Ensuite, je voudrais évoquer la manière dont est gérée ce conflit par le gouvernement. Le dessin qui illustre ce billet est tout à fait évocateur de ce que je veux exprimer à présent. Nous sommes donc dans un pays où le sentiment démocratique est aujourd'hui réduit à sa plus basse, à sa plus médiocre expression.
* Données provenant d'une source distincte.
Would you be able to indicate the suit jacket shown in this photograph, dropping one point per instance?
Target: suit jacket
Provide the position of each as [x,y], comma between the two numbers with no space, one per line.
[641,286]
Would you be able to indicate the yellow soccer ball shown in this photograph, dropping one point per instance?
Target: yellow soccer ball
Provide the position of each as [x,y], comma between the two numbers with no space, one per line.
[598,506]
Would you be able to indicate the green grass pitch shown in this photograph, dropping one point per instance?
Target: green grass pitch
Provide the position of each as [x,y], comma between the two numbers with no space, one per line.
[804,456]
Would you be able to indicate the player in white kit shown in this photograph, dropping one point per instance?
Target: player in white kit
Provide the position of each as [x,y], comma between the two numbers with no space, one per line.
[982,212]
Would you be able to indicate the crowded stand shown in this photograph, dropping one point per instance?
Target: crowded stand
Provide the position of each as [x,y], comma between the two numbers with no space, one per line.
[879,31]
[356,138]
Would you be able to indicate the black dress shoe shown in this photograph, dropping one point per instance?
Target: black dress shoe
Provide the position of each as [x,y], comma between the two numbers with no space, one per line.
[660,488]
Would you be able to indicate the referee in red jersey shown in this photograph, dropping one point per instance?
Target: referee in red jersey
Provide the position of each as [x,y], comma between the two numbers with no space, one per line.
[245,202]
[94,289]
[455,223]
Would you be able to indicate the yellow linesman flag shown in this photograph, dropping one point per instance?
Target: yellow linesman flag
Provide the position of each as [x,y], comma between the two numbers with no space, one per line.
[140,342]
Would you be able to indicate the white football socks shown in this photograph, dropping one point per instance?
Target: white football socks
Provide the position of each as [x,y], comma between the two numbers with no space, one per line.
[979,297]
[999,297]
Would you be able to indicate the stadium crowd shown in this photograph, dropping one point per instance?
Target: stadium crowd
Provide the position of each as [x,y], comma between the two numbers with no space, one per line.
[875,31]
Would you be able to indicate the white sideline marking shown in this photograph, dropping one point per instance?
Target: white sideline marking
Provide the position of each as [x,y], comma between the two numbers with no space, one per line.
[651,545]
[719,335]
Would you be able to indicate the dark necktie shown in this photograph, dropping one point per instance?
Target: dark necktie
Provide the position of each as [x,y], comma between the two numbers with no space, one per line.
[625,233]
Cette crise des agriculteurs aura eu le mérite de démontrer factuellement, à l'aide de nombreux exemples irréfutables, que Darmanin a inauguré l'ère de l'arbitraire judiciaire absolu, inédit depuis la révolution française, caractéristique des régimes autoritaires pouvant aller potentiellement jusqu'au fascisme.

 

 Selon son seul droit de regard, voilà quelqu'un dont il ne dépend que de lui et de lui seul (ou du positionnement idéologique qu'il incarne, fait de sympathies politiques ou de calculs électoralistes) qu'on condamne à de la prison ferme quelqu’un qui vole pour se nourrir, que l'on arrête arbitrairement tel ou tel militant écologiste (contre les nombreux projets écocides existants comme les méga-bassines pour seul exemple insupportable),  ou humaniste (contre la réforme inique des retraites ou contre la Loi d'extrême droite sur l'immigration par exemple) pour la seule raison qu'il participe à une manifestation, sans même prendre la peine du prétexte facile de la violence,   mais que l'on ferme outrageusement les yeux sur l'explosion,  dans la nuit du jeudi 18 au vendredi 19 janvier, qui a soufflé le bâtiment de la Direction régionale de l'environnement, de l'aménagement et du logement (Dreal) de l'Aude, à Carcassonne. Aucune condamnation publique non plus des incendies volontaires d'une MSA à Narbonne ou d'un centre des douanes à Nîmes hier. 

 


Un deux poids deux mesures particulièrement choquant pour tous ceux qui ont subi ces dernières années des actes insensés de violences policières pour moins que cela... On ne peut pas prétendre que le mouvement agricole  n'exerce aucune violence et évoquer comme le fait de manière aussi désinvolte le Ministre de l'Intérieur un soi-disant éco-terrorisme en désignant des militant.e.s qui ne font que tenter de préserver ce qui peut encore l'être par des moyens essentiellement pacifiques et symboliques. Jamais je ne tracerai un signe égal entre une explosion dans un centre administratif et la projection de peinture lavable à l'eau sur les vitres d'un bâtiment quel qu'il soit.  Les notions de "justice de classe" et de "justice aux ordres" sont en train de prendre actuellement leur pleine dimension. Et l'équilibre démocratique commence sérieusement à être particulièrement déséquilibré. Faut que ça cesse. Le malaise est palpable.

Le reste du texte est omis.